I santi dopo lunghi esami (non finiscono mai scriveva E. De Filippo) salgono agli altari, entrano nel calendario, si fanno intercessori  di suppliche, una candela arde con l’offerta, un cuoricino d’argento è appeso per grazia ricevuta, devozione popolare per l’ultima spes quando i medici scuotevano il capo e pronunciavano un tempo la frase “solo un miracolo” lasciandoci sul ciglio dell’abisso.

Sempre un tempo venerare i santi non era petular zelanti delle grazie ma mettersi in cammino con loro, studiandone i passi, spiandone le virtù forti di quel coraggio indomito di proseguire, tra mille croci, per il sentiero stretto fin sull’altura, là dove il cielo finalmente bacia la terra.
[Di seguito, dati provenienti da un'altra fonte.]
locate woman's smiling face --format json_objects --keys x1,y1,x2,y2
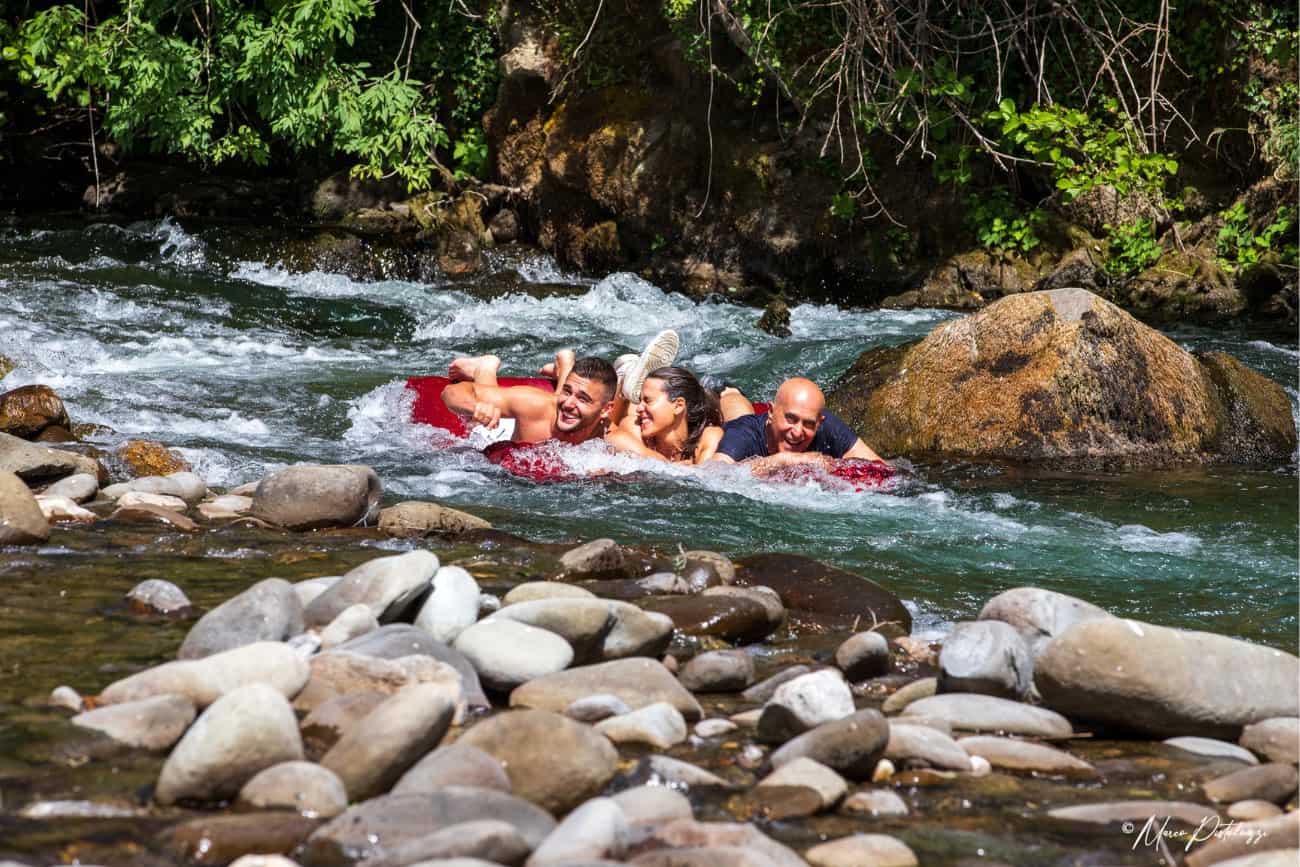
[{"x1": 637, "y1": 377, "x2": 686, "y2": 439}]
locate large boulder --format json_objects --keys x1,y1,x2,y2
[
  {"x1": 0, "y1": 385, "x2": 72, "y2": 439},
  {"x1": 828, "y1": 289, "x2": 1296, "y2": 464},
  {"x1": 252, "y1": 464, "x2": 384, "y2": 530},
  {"x1": 0, "y1": 471, "x2": 49, "y2": 545},
  {"x1": 1034, "y1": 617, "x2": 1300, "y2": 740}
]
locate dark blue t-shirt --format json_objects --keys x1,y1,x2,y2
[{"x1": 718, "y1": 412, "x2": 858, "y2": 461}]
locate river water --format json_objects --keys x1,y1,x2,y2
[{"x1": 0, "y1": 220, "x2": 1300, "y2": 651}]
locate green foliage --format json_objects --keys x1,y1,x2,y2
[
  {"x1": 966, "y1": 190, "x2": 1047, "y2": 253},
  {"x1": 1106, "y1": 220, "x2": 1162, "y2": 277},
  {"x1": 1216, "y1": 201, "x2": 1296, "y2": 273},
  {"x1": 4, "y1": 0, "x2": 495, "y2": 188}
]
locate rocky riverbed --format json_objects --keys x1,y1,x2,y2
[{"x1": 0, "y1": 443, "x2": 1300, "y2": 867}]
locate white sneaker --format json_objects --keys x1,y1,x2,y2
[{"x1": 615, "y1": 329, "x2": 679, "y2": 403}]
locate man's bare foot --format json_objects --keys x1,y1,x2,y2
[{"x1": 447, "y1": 355, "x2": 501, "y2": 382}]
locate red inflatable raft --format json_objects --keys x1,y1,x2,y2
[{"x1": 407, "y1": 376, "x2": 894, "y2": 490}]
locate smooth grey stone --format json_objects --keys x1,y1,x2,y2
[
  {"x1": 99, "y1": 641, "x2": 311, "y2": 708},
  {"x1": 939, "y1": 620, "x2": 1034, "y2": 699},
  {"x1": 239, "y1": 762, "x2": 347, "y2": 819},
  {"x1": 771, "y1": 710, "x2": 889, "y2": 780},
  {"x1": 677, "y1": 650, "x2": 754, "y2": 693},
  {"x1": 835, "y1": 632, "x2": 889, "y2": 681},
  {"x1": 126, "y1": 578, "x2": 191, "y2": 614},
  {"x1": 303, "y1": 551, "x2": 438, "y2": 627},
  {"x1": 177, "y1": 578, "x2": 303, "y2": 659},
  {"x1": 303, "y1": 785, "x2": 555, "y2": 864},
  {"x1": 1034, "y1": 617, "x2": 1300, "y2": 740},
  {"x1": 454, "y1": 619, "x2": 573, "y2": 692},
  {"x1": 758, "y1": 668, "x2": 854, "y2": 744},
  {"x1": 456, "y1": 711, "x2": 619, "y2": 814},
  {"x1": 527, "y1": 798, "x2": 628, "y2": 867},
  {"x1": 72, "y1": 695, "x2": 196, "y2": 751},
  {"x1": 153, "y1": 684, "x2": 303, "y2": 806},
  {"x1": 393, "y1": 744, "x2": 510, "y2": 794},
  {"x1": 415, "y1": 565, "x2": 480, "y2": 643},
  {"x1": 321, "y1": 684, "x2": 460, "y2": 801}
]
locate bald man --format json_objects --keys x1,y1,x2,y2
[{"x1": 714, "y1": 377, "x2": 880, "y2": 471}]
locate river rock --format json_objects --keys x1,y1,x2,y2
[
  {"x1": 1187, "y1": 810, "x2": 1300, "y2": 867},
  {"x1": 560, "y1": 539, "x2": 624, "y2": 580},
  {"x1": 161, "y1": 810, "x2": 320, "y2": 867},
  {"x1": 1034, "y1": 617, "x2": 1300, "y2": 740},
  {"x1": 957, "y1": 737, "x2": 1096, "y2": 776},
  {"x1": 153, "y1": 684, "x2": 303, "y2": 806},
  {"x1": 595, "y1": 702, "x2": 688, "y2": 750},
  {"x1": 736, "y1": 554, "x2": 911, "y2": 634},
  {"x1": 252, "y1": 464, "x2": 384, "y2": 530},
  {"x1": 456, "y1": 711, "x2": 619, "y2": 814},
  {"x1": 772, "y1": 710, "x2": 889, "y2": 780},
  {"x1": 72, "y1": 695, "x2": 195, "y2": 751},
  {"x1": 510, "y1": 658, "x2": 703, "y2": 721},
  {"x1": 1165, "y1": 737, "x2": 1260, "y2": 764},
  {"x1": 614, "y1": 785, "x2": 694, "y2": 828},
  {"x1": 358, "y1": 819, "x2": 532, "y2": 867},
  {"x1": 1201, "y1": 762, "x2": 1300, "y2": 803},
  {"x1": 488, "y1": 599, "x2": 618, "y2": 662},
  {"x1": 755, "y1": 758, "x2": 849, "y2": 810},
  {"x1": 978, "y1": 588, "x2": 1110, "y2": 659},
  {"x1": 303, "y1": 551, "x2": 438, "y2": 627},
  {"x1": 321, "y1": 602, "x2": 380, "y2": 650},
  {"x1": 803, "y1": 833, "x2": 919, "y2": 867},
  {"x1": 835, "y1": 632, "x2": 889, "y2": 682},
  {"x1": 525, "y1": 798, "x2": 628, "y2": 867},
  {"x1": 298, "y1": 693, "x2": 390, "y2": 757},
  {"x1": 0, "y1": 471, "x2": 49, "y2": 545},
  {"x1": 907, "y1": 693, "x2": 1074, "y2": 740},
  {"x1": 0, "y1": 385, "x2": 73, "y2": 439},
  {"x1": 303, "y1": 785, "x2": 555, "y2": 864},
  {"x1": 501, "y1": 581, "x2": 595, "y2": 607},
  {"x1": 415, "y1": 565, "x2": 478, "y2": 643},
  {"x1": 42, "y1": 473, "x2": 99, "y2": 503},
  {"x1": 677, "y1": 650, "x2": 754, "y2": 693},
  {"x1": 177, "y1": 578, "x2": 303, "y2": 659},
  {"x1": 380, "y1": 500, "x2": 491, "y2": 538},
  {"x1": 393, "y1": 744, "x2": 510, "y2": 794},
  {"x1": 827, "y1": 289, "x2": 1296, "y2": 464},
  {"x1": 294, "y1": 645, "x2": 462, "y2": 712},
  {"x1": 338, "y1": 623, "x2": 490, "y2": 707},
  {"x1": 199, "y1": 494, "x2": 252, "y2": 521},
  {"x1": 454, "y1": 619, "x2": 573, "y2": 692},
  {"x1": 0, "y1": 433, "x2": 99, "y2": 485},
  {"x1": 1240, "y1": 716, "x2": 1300, "y2": 764},
  {"x1": 601, "y1": 602, "x2": 675, "y2": 660},
  {"x1": 841, "y1": 789, "x2": 909, "y2": 819},
  {"x1": 36, "y1": 494, "x2": 99, "y2": 524},
  {"x1": 885, "y1": 720, "x2": 971, "y2": 771},
  {"x1": 939, "y1": 620, "x2": 1034, "y2": 699},
  {"x1": 631, "y1": 819, "x2": 806, "y2": 867},
  {"x1": 758, "y1": 668, "x2": 853, "y2": 744},
  {"x1": 321, "y1": 681, "x2": 460, "y2": 801},
  {"x1": 641, "y1": 595, "x2": 775, "y2": 643},
  {"x1": 564, "y1": 695, "x2": 632, "y2": 724},
  {"x1": 99, "y1": 641, "x2": 311, "y2": 708},
  {"x1": 239, "y1": 762, "x2": 347, "y2": 819}
]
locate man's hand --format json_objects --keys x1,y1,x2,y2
[{"x1": 472, "y1": 400, "x2": 501, "y2": 430}]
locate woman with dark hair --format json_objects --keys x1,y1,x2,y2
[{"x1": 605, "y1": 367, "x2": 723, "y2": 464}]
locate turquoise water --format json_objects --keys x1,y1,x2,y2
[{"x1": 0, "y1": 221, "x2": 1300, "y2": 651}]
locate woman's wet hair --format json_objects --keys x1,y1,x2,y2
[{"x1": 646, "y1": 367, "x2": 723, "y2": 459}]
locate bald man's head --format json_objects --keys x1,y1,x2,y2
[{"x1": 767, "y1": 377, "x2": 826, "y2": 455}]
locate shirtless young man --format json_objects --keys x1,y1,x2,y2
[
  {"x1": 712, "y1": 377, "x2": 881, "y2": 476},
  {"x1": 442, "y1": 350, "x2": 618, "y2": 445}
]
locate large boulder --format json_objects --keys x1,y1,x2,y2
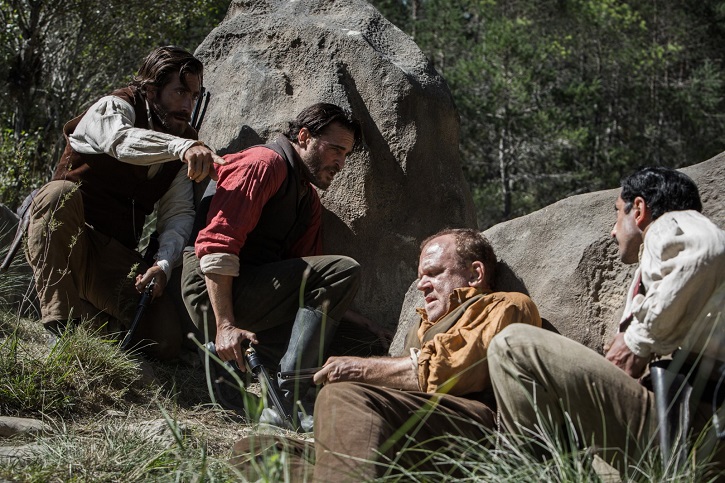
[
  {"x1": 390, "y1": 157, "x2": 725, "y2": 355},
  {"x1": 196, "y1": 0, "x2": 476, "y2": 327}
]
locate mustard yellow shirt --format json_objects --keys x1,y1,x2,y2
[{"x1": 406, "y1": 287, "x2": 541, "y2": 396}]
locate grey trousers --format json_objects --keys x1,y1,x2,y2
[
  {"x1": 314, "y1": 382, "x2": 495, "y2": 483},
  {"x1": 26, "y1": 181, "x2": 182, "y2": 359},
  {"x1": 488, "y1": 324, "x2": 712, "y2": 474},
  {"x1": 181, "y1": 250, "x2": 360, "y2": 366}
]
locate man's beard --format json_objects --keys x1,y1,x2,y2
[
  {"x1": 303, "y1": 152, "x2": 337, "y2": 190},
  {"x1": 153, "y1": 103, "x2": 189, "y2": 136}
]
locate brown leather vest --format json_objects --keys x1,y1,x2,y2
[
  {"x1": 239, "y1": 135, "x2": 313, "y2": 265},
  {"x1": 53, "y1": 87, "x2": 197, "y2": 250}
]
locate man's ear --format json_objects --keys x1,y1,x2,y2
[
  {"x1": 297, "y1": 127, "x2": 312, "y2": 148},
  {"x1": 468, "y1": 260, "x2": 486, "y2": 288},
  {"x1": 143, "y1": 86, "x2": 156, "y2": 101},
  {"x1": 632, "y1": 196, "x2": 652, "y2": 231}
]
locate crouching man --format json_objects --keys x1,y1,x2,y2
[{"x1": 314, "y1": 229, "x2": 541, "y2": 482}]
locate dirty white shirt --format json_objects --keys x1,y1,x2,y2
[
  {"x1": 623, "y1": 211, "x2": 725, "y2": 358},
  {"x1": 69, "y1": 96, "x2": 199, "y2": 280}
]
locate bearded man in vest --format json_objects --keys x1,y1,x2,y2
[
  {"x1": 182, "y1": 103, "x2": 362, "y2": 431},
  {"x1": 26, "y1": 46, "x2": 224, "y2": 359}
]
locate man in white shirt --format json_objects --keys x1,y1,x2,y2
[
  {"x1": 27, "y1": 46, "x2": 224, "y2": 359},
  {"x1": 488, "y1": 168, "x2": 725, "y2": 473}
]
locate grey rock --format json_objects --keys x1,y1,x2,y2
[
  {"x1": 0, "y1": 444, "x2": 43, "y2": 463},
  {"x1": 0, "y1": 416, "x2": 51, "y2": 437},
  {"x1": 196, "y1": 0, "x2": 476, "y2": 328},
  {"x1": 390, "y1": 153, "x2": 725, "y2": 355}
]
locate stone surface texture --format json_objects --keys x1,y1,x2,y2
[
  {"x1": 196, "y1": 0, "x2": 476, "y2": 328},
  {"x1": 0, "y1": 416, "x2": 51, "y2": 438},
  {"x1": 390, "y1": 157, "x2": 725, "y2": 355}
]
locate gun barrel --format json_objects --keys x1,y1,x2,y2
[
  {"x1": 244, "y1": 347, "x2": 293, "y2": 427},
  {"x1": 277, "y1": 367, "x2": 322, "y2": 381}
]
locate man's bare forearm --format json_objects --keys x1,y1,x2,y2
[
  {"x1": 314, "y1": 357, "x2": 420, "y2": 391},
  {"x1": 205, "y1": 273, "x2": 235, "y2": 329}
]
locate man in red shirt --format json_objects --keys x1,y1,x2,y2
[{"x1": 182, "y1": 103, "x2": 361, "y2": 430}]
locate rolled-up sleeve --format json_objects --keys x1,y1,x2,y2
[
  {"x1": 624, "y1": 212, "x2": 725, "y2": 357},
  {"x1": 156, "y1": 166, "x2": 194, "y2": 276}
]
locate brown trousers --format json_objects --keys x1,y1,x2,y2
[
  {"x1": 26, "y1": 181, "x2": 182, "y2": 359},
  {"x1": 315, "y1": 382, "x2": 495, "y2": 482},
  {"x1": 488, "y1": 324, "x2": 723, "y2": 476}
]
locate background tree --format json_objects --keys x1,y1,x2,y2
[{"x1": 373, "y1": 0, "x2": 725, "y2": 228}]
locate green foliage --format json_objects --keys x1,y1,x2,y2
[
  {"x1": 0, "y1": 129, "x2": 46, "y2": 210},
  {"x1": 0, "y1": 327, "x2": 138, "y2": 416},
  {"x1": 0, "y1": 0, "x2": 230, "y2": 200},
  {"x1": 373, "y1": 0, "x2": 725, "y2": 228}
]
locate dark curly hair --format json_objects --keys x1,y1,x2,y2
[
  {"x1": 286, "y1": 102, "x2": 362, "y2": 148},
  {"x1": 620, "y1": 167, "x2": 702, "y2": 220},
  {"x1": 130, "y1": 45, "x2": 204, "y2": 91}
]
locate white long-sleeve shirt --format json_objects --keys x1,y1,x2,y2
[
  {"x1": 69, "y1": 96, "x2": 198, "y2": 279},
  {"x1": 623, "y1": 211, "x2": 725, "y2": 357}
]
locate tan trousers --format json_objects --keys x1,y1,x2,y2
[
  {"x1": 314, "y1": 382, "x2": 495, "y2": 483},
  {"x1": 488, "y1": 324, "x2": 722, "y2": 476},
  {"x1": 26, "y1": 181, "x2": 182, "y2": 359}
]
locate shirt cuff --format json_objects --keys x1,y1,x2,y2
[
  {"x1": 410, "y1": 347, "x2": 421, "y2": 390},
  {"x1": 156, "y1": 260, "x2": 171, "y2": 282},
  {"x1": 199, "y1": 253, "x2": 239, "y2": 277},
  {"x1": 177, "y1": 139, "x2": 204, "y2": 163}
]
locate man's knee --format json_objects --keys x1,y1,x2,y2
[
  {"x1": 315, "y1": 382, "x2": 364, "y2": 421},
  {"x1": 31, "y1": 180, "x2": 82, "y2": 214}
]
Nella bisaccia del pellegrino poche cose, nella sua mente l’obiettivo della cima, nel cuore quell’amore libero da confini, dalla pagliuzza di fieno nella bocca, all’infinito leopardiano, stupore del bambino d’essere umile goccia limpida a schiarire l’oceano.

Quel frate cappuccino è divenuto per i tanti progressisti pietra d’inciampo sul binario della freccia rossa lanciata dritta verso un luminoso futuro, uomo del Medioevo franato d’improvviso  sulla condotta, con passeggeri ai finestrini infastiditi dall’imprevista manifestazione di Dio, ma non era morto?, No. Guarda, è dentro un povero saio stretto da un cordone.

Eh già il positivismo scientifico (vero p. Gemelli?), la marcia trionfale della tecnica, baccanale della religione unica nell’evoluzione razionale, illimitata dello status umano debbono fare i conti ancora con l’epifania di un bimbo nato nella città di David, i beati del suo Regno nuotano forte contro corrente, non si distolgono al canto delle sirene, sono folli come bambini, testardi, impertinenti contro l’omologazione.

Gli dei sono tornati in mezzo a noi, eccome, hanno nomi diversi, virtù ecocompatibili e digitali, vizi tutti umani trasformati in diritti e certo un frate contadino ancorato stretto al catechismo di Pio X faceva e fa  scandalo nel ribollir del vino nuovo nel tino della Chiesa aperta al mondo, in soluzione zuccherina con esso.

Papa Ratzingher, assai devoto alla figura di Padre Pio, ebbe a scrivere, era il 2000, nella prefazione al libro Padre Pio, l’Uomo e il Santo:”di fronte ad una cultura, quale quella odierna, che esalta il superfluo e l’effimero, e che trova difficoltà ad avere il senso del bene e del male, Padre Pio aveva un acuto senso del peccato e, in qualche modo, nella pura sequela di Cristo, prendeva su di sé le colpe dei figli di Dio”

Ancora il peccato, ma cos’è? Al massimo un dovere civico mancato, farsi Robin Hood contro l’Agenzia delle Entrate, disobbedire alla differenziata, non avere bancomat, cellulare, App, Spid, non abbracciare la teoria gender, certo nulla a che vedere col vecchio decalogo del Sinai né con quell’amore capace di raddrizzare ciò che è storto con durezza e rigore, potare i rami malati, strappare la gramigna parassita, piegarsi umili alla verità divina ch’è dentro noi e non chissà dove, tutti aiuti severi di S. Pio da Pietrelcina che ci mancano per germogliare buoni frutti ma desideriamo comunque respirare le sue “paradisiache fragranze”, profumi di perenne primavera, segnali di un amico di viaggio.